As for the dressing … I’ve been making it by the gallon (well by the quart really but I’ve probably eaten at least a gallon so far) and it seems to go beautifully with just about every salad ingredient I’ve tried.  To get your creative juices flowing check out Angela’s suggestions for her Nourish Glo Salad Bowl or use the template below to create the salad of your dreams! 

Template for Building an Entrée Salad:

Start with greens:  Arugula, Romaine, Kale, Baby spinach, Mixed

Veggie options:  Zucchini, Tomatoes, Broccoli, Sweet Onions, Scallion, Cucumber, Peppers, Green Peas, Radish, Avocado, Sugar snap peas, Jicama, Carrots, Roasted beets, Mushrooms (I’ve used both raw and cooked)

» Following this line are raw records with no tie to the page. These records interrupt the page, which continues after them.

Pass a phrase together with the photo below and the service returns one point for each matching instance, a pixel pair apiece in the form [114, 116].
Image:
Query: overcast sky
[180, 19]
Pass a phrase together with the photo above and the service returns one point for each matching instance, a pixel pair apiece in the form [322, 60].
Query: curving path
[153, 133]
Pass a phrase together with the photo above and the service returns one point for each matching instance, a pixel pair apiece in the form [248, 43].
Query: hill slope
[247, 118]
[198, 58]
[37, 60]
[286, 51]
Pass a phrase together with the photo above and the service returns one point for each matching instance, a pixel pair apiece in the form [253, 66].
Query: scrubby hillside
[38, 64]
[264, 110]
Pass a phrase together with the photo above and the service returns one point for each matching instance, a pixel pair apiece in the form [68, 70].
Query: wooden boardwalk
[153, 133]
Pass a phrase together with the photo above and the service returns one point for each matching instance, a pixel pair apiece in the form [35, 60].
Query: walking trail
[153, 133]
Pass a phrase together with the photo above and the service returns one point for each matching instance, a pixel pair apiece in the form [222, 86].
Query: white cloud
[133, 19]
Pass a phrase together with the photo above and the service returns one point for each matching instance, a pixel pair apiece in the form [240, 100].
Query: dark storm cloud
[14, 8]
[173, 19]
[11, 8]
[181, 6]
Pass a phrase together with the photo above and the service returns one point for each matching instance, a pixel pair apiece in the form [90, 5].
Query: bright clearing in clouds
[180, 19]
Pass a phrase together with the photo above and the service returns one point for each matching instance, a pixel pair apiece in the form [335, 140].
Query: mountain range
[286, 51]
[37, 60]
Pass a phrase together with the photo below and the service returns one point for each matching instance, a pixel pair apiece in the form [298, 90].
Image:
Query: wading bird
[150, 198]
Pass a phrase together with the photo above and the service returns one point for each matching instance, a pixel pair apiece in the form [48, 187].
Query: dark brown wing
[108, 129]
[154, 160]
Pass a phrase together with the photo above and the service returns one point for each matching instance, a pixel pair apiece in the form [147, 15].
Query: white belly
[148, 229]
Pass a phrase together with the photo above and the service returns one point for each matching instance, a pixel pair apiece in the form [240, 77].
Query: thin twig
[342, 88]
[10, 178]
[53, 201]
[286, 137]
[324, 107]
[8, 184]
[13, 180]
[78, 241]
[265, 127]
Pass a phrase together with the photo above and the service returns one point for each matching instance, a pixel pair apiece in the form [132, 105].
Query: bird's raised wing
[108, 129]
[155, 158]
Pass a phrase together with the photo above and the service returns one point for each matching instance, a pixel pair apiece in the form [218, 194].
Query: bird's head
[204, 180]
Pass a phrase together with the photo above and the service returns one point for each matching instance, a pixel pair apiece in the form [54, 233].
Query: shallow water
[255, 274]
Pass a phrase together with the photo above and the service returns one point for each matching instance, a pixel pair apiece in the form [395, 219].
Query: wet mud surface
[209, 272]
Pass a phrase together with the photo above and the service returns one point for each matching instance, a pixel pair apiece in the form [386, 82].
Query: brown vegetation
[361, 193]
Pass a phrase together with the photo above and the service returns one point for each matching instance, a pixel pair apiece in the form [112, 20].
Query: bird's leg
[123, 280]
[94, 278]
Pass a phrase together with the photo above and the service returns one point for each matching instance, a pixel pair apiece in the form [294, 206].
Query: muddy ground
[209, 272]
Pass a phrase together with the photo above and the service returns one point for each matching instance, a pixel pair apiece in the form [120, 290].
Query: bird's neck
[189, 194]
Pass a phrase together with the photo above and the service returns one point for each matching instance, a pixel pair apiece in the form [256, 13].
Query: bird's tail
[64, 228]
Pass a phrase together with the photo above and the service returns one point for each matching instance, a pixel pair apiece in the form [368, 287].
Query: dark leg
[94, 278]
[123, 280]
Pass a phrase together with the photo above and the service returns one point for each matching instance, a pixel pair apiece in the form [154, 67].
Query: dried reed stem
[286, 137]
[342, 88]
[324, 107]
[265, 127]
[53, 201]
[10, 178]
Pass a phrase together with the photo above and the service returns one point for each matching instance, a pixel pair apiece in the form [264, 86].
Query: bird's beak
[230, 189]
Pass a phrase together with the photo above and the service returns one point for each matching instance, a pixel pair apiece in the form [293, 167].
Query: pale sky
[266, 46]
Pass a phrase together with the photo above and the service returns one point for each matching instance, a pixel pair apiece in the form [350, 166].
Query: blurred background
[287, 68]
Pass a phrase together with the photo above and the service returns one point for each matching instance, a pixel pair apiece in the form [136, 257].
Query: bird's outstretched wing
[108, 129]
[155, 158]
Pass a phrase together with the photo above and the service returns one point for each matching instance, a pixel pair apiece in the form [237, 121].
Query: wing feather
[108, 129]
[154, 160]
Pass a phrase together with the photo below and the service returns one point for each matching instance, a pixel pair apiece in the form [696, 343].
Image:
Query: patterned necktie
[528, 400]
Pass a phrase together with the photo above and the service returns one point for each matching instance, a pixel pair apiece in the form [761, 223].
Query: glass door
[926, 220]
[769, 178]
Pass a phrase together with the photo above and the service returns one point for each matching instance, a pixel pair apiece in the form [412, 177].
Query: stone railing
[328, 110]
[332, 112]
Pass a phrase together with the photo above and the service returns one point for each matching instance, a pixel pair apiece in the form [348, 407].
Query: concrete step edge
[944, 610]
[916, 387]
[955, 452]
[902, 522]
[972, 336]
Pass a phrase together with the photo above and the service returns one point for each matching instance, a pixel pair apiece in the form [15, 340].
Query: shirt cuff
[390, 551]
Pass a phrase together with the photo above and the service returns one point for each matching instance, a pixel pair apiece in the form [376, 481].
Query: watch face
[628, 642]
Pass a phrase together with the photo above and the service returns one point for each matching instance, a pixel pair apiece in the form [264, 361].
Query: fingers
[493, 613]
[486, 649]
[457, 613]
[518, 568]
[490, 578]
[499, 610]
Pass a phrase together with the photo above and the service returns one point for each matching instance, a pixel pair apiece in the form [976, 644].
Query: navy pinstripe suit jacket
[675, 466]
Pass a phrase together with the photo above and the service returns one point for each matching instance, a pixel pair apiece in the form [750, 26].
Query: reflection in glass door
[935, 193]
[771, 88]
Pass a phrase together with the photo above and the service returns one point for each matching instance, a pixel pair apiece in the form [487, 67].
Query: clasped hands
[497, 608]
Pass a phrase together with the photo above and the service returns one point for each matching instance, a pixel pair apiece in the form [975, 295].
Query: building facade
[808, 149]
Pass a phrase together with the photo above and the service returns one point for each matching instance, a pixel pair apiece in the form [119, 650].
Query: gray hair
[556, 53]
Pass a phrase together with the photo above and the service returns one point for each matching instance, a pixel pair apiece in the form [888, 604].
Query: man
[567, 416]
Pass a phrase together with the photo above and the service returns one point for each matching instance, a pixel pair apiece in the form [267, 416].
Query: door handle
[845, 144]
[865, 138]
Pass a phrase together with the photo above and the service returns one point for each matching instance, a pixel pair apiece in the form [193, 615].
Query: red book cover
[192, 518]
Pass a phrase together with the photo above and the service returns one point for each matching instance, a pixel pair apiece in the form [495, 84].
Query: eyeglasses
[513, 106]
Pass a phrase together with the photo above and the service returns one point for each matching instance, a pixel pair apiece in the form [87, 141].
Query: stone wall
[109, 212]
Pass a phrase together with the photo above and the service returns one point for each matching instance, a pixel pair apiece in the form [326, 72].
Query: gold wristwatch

Protein:  Chickpeas, Tofu, White beans, Lentils, Sunflower seeds, Pumpkin seeds, Hardboiled egg, Cooked fish or chicken

Grain options:  Quinoa, Brown rice, Corn kernels, Farro (contains gluten)

Extras: Feta or Goat cheese (if your body tolerates dairy), dried cranberries


Here's a picture of one of my combos.  As you can see I pack a lot into one salad which may be why I never get tired of them!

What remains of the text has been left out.